Comment by JackC
3 hours ago
"They may speed up the good programmers a little, but those people were able to program anyway without LLMs."
I don't think this is realistic. I'm a good programmer, and it speeds up my work a lot, from "make sense of this 10 repo project I haven't worked on recently" to "for this next step I need a vpn multiplexer written in a language I don't use" to, yeah, "this 10k line patch lets me see parts of design space we never could have explored before." I think it's all about understanding the blast radius. Sonetimes a lot of code is helpful, sometimes more like a lot of help proving a fact about one line of code.
Like Simon says, if I'm driving by someone else's project, I don't send the generated pull request, I just file the bug report / repro that would generate it.

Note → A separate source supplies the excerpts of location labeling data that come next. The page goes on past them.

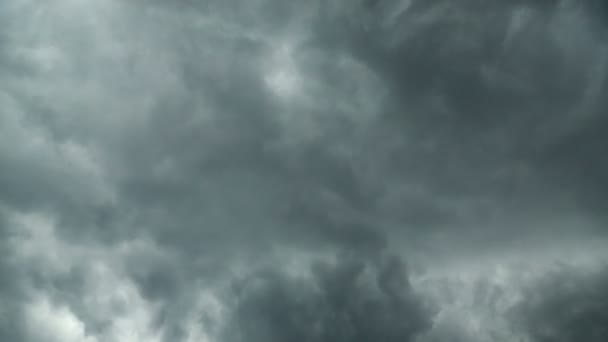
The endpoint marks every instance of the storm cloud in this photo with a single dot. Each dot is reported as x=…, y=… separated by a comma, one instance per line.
x=266, y=170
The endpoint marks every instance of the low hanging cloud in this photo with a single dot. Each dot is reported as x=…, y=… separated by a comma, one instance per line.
x=224, y=171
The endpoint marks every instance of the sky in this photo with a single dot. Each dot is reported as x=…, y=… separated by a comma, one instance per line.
x=303, y=171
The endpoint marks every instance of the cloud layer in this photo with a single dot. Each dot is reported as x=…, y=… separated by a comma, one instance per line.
x=388, y=170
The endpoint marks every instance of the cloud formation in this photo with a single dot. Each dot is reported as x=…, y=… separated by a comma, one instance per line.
x=219, y=171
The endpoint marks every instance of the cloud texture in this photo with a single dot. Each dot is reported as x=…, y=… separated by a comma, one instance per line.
x=369, y=170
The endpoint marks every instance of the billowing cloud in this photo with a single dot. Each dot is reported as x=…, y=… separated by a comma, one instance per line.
x=220, y=170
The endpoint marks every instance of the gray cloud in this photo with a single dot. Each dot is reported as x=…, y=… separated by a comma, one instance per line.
x=352, y=300
x=152, y=150
x=566, y=305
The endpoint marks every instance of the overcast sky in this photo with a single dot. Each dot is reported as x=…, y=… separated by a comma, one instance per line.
x=303, y=171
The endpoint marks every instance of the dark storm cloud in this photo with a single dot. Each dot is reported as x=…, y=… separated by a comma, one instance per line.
x=568, y=304
x=148, y=147
x=351, y=300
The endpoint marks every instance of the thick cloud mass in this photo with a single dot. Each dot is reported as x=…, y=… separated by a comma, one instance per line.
x=349, y=301
x=219, y=170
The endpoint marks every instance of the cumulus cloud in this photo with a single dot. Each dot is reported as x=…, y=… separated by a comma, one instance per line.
x=218, y=171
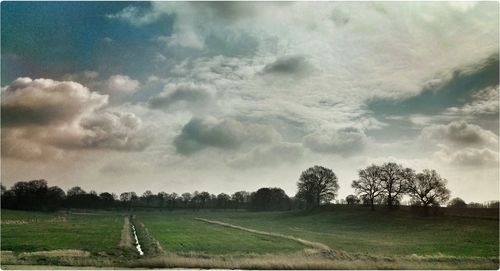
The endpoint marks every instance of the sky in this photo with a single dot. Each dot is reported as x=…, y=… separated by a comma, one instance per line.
x=230, y=96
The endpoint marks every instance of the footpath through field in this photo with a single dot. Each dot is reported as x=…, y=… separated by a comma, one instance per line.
x=315, y=245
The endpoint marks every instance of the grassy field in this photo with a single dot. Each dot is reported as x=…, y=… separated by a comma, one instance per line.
x=32, y=231
x=381, y=233
x=343, y=238
x=180, y=232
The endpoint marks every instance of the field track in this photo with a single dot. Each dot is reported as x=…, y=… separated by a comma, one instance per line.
x=315, y=245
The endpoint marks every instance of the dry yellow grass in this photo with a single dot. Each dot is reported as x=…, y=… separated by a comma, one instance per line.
x=311, y=262
x=56, y=253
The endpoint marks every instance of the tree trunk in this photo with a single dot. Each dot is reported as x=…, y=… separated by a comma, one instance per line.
x=317, y=200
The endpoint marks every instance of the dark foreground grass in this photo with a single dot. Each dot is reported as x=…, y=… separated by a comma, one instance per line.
x=34, y=231
x=379, y=233
x=180, y=232
x=370, y=240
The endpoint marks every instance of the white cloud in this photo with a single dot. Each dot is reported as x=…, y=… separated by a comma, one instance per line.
x=42, y=118
x=119, y=84
x=460, y=134
x=344, y=141
x=483, y=102
x=468, y=157
x=182, y=93
x=268, y=156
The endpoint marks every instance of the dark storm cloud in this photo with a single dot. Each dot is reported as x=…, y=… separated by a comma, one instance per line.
x=199, y=134
x=345, y=141
x=289, y=65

I use LLM as a tutor. It tailor their answers exactly to the situation I am in, even if it hallucinate. I can correct them on the fly and that also serves as training. I try not copy and paste and type every line of code by hand. That doesn't always happen, but I usually understand the code I am writing.

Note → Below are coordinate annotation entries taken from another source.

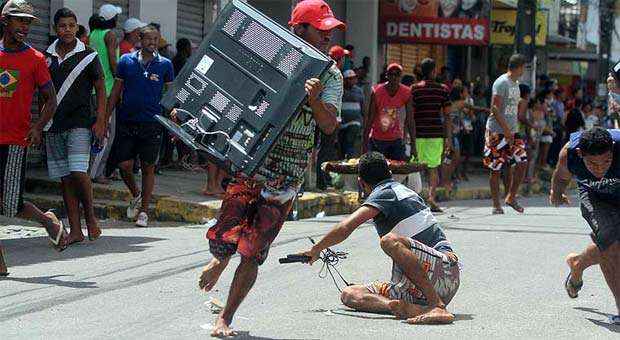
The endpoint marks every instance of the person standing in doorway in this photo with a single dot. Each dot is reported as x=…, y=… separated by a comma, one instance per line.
x=103, y=40
x=431, y=113
x=131, y=35
x=390, y=105
x=75, y=71
x=504, y=146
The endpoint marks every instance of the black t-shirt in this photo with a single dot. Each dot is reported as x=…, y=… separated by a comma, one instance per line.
x=606, y=188
x=75, y=110
x=403, y=211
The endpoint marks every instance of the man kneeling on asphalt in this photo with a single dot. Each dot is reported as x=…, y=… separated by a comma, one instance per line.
x=425, y=273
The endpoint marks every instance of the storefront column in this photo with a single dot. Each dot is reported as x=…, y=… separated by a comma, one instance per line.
x=363, y=33
x=83, y=9
x=153, y=10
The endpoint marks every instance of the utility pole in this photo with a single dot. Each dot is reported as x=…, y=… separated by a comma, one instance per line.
x=606, y=11
x=525, y=37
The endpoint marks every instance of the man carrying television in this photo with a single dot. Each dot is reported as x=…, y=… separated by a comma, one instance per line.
x=254, y=209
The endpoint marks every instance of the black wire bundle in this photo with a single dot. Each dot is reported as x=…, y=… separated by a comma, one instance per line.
x=330, y=259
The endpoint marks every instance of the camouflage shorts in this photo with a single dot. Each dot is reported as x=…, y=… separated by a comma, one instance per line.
x=443, y=274
x=497, y=152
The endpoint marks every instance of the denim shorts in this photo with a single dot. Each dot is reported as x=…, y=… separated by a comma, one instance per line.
x=67, y=152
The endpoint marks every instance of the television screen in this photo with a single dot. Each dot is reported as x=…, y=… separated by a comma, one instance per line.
x=241, y=88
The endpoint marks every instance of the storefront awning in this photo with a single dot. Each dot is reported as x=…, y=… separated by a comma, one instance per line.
x=559, y=39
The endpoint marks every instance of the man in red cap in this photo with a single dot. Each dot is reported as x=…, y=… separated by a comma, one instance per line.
x=338, y=53
x=389, y=112
x=254, y=209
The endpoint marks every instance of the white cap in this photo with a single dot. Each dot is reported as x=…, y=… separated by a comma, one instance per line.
x=108, y=11
x=349, y=74
x=133, y=24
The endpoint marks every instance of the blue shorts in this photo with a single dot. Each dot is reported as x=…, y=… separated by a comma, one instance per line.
x=67, y=152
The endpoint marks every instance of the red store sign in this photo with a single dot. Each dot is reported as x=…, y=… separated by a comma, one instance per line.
x=445, y=31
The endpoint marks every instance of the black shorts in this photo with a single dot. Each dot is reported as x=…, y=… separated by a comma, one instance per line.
x=394, y=150
x=137, y=139
x=13, y=172
x=603, y=217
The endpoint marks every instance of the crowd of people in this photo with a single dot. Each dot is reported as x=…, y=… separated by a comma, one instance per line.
x=424, y=117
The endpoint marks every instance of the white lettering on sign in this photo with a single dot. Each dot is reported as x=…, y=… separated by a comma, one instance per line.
x=392, y=29
x=428, y=30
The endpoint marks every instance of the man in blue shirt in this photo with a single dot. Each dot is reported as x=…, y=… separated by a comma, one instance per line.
x=425, y=274
x=141, y=79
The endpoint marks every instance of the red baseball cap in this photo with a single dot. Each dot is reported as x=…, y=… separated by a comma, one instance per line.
x=337, y=52
x=316, y=13
x=395, y=65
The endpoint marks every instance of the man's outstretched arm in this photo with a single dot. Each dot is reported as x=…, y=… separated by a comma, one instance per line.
x=342, y=231
x=560, y=180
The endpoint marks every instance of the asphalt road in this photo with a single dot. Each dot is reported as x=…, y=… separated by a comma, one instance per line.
x=141, y=283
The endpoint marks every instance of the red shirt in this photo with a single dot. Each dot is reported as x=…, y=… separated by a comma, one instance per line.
x=390, y=111
x=126, y=47
x=21, y=72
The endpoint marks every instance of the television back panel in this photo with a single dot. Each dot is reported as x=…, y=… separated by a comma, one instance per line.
x=242, y=88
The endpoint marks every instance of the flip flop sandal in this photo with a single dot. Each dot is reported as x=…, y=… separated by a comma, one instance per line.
x=515, y=205
x=572, y=289
x=62, y=234
x=498, y=211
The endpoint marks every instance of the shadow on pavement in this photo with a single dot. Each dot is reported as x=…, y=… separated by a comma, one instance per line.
x=27, y=251
x=245, y=335
x=52, y=280
x=605, y=324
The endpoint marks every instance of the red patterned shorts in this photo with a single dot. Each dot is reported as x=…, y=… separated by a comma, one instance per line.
x=248, y=222
x=497, y=152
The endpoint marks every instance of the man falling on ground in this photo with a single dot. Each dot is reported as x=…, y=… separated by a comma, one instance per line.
x=593, y=157
x=254, y=209
x=425, y=273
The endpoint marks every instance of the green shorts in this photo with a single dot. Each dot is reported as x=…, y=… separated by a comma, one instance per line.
x=430, y=151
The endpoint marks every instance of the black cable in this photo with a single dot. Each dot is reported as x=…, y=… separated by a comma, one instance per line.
x=330, y=259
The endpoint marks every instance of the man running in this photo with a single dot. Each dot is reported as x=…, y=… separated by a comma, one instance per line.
x=22, y=70
x=593, y=157
x=75, y=71
x=433, y=126
x=254, y=209
x=141, y=79
x=503, y=145
x=425, y=273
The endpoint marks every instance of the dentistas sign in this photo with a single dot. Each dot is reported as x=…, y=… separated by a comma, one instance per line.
x=443, y=22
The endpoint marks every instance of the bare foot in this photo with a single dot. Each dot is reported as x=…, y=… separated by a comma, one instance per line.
x=403, y=310
x=4, y=271
x=572, y=260
x=211, y=273
x=222, y=329
x=75, y=237
x=435, y=316
x=93, y=232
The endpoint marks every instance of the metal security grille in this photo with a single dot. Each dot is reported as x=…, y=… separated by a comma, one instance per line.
x=191, y=20
x=234, y=113
x=261, y=41
x=289, y=63
x=219, y=101
x=234, y=22
x=124, y=4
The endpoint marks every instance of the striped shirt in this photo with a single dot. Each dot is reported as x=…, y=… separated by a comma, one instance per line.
x=286, y=163
x=429, y=98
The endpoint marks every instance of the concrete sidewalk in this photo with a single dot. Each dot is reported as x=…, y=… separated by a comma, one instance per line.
x=178, y=197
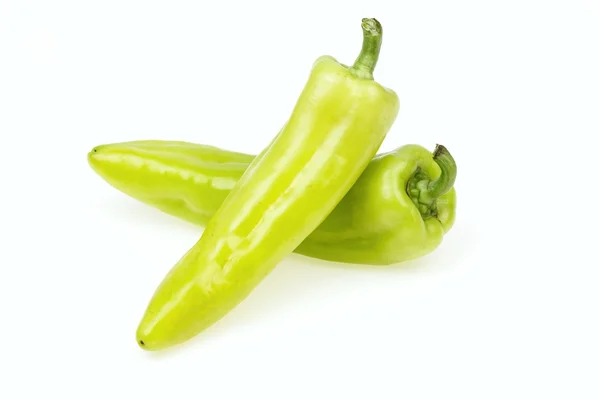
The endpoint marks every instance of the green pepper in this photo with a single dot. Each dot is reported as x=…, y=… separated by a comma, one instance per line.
x=377, y=222
x=338, y=123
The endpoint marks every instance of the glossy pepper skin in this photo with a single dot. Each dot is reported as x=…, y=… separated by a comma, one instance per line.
x=336, y=127
x=378, y=222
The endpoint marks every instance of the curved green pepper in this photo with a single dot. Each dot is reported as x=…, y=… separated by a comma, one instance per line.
x=377, y=222
x=336, y=127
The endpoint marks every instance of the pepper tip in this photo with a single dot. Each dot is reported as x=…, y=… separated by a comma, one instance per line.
x=371, y=26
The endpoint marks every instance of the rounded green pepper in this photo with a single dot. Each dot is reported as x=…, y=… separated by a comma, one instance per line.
x=336, y=127
x=378, y=221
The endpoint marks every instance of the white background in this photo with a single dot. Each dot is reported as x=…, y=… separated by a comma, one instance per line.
x=506, y=308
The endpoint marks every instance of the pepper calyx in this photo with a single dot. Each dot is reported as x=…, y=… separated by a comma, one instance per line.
x=424, y=192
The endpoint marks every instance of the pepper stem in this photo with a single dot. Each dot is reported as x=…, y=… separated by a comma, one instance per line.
x=444, y=183
x=424, y=192
x=367, y=59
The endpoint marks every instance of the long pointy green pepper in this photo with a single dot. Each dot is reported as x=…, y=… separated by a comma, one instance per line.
x=379, y=221
x=335, y=129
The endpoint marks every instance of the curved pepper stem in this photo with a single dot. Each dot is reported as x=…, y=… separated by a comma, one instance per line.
x=367, y=59
x=444, y=183
x=424, y=192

> I'm a good programmer, and it speeds up my work a lot
The problem with this line of thinking is the same with "I so good as C developer, my code is so-safe!".

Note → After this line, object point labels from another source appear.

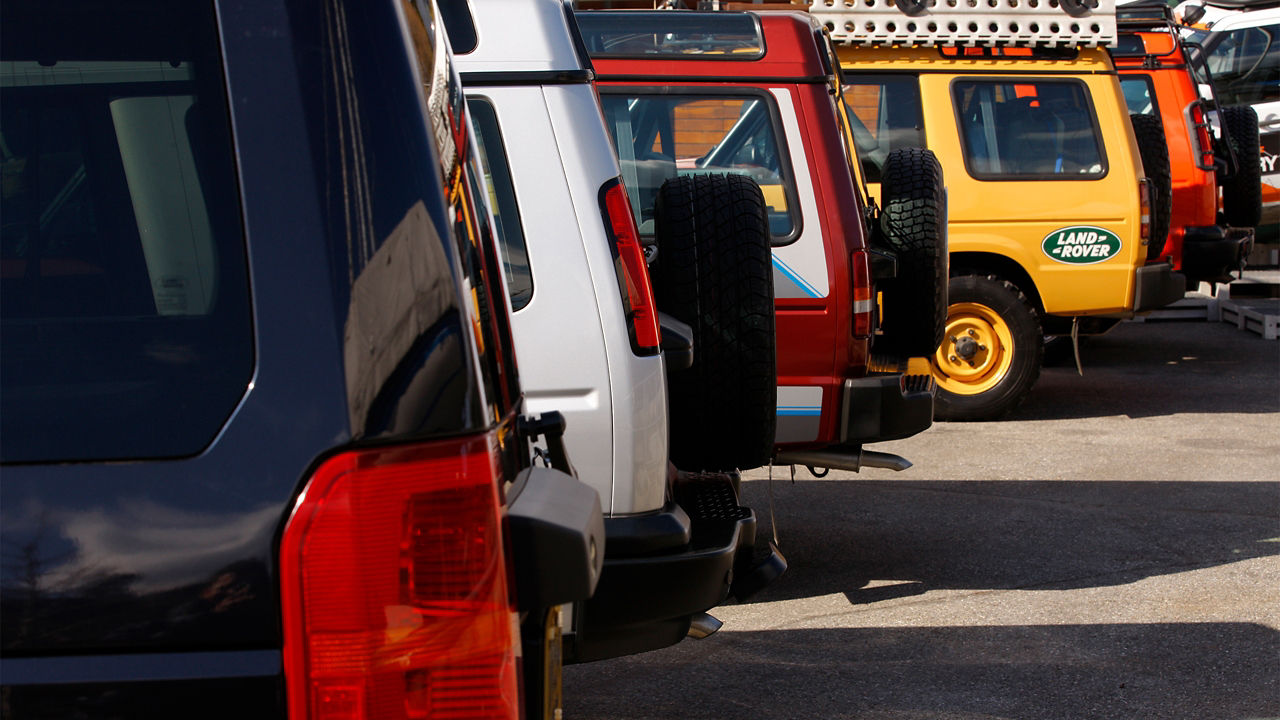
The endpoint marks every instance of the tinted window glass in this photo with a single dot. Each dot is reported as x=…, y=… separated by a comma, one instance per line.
x=502, y=199
x=1246, y=65
x=460, y=26
x=126, y=324
x=1137, y=95
x=663, y=136
x=1038, y=130
x=883, y=115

And we see what reality instead tell: Yes, exist people where this claims are true, not, is not even a decently sized minority.
> to "for this next step I need a vpn multiplexer written in a language I don't use"
but that acceleration is exactly because you're not good at that language
Can't we reach a compromise where proven track record of good use of LLM by a contributor or a company (eg. Bun) be pre-approved or entertained? Blanket ban on a new technology shouldn't be the default option.
No.
yep. as an expert programmer there are things i did not have access to. for example, i have an embedded-lite hardware project that required a one line patch to a linux kernel Module.
i know what a kernel module is and im reasonably certain that the patch is safe, but there is no way in hell i would have found that solution (i would have given up). in a world without llms, the project would have died.
It's great when I know how the code should look. Sometimes I just can't bring myself to write yet another http handler.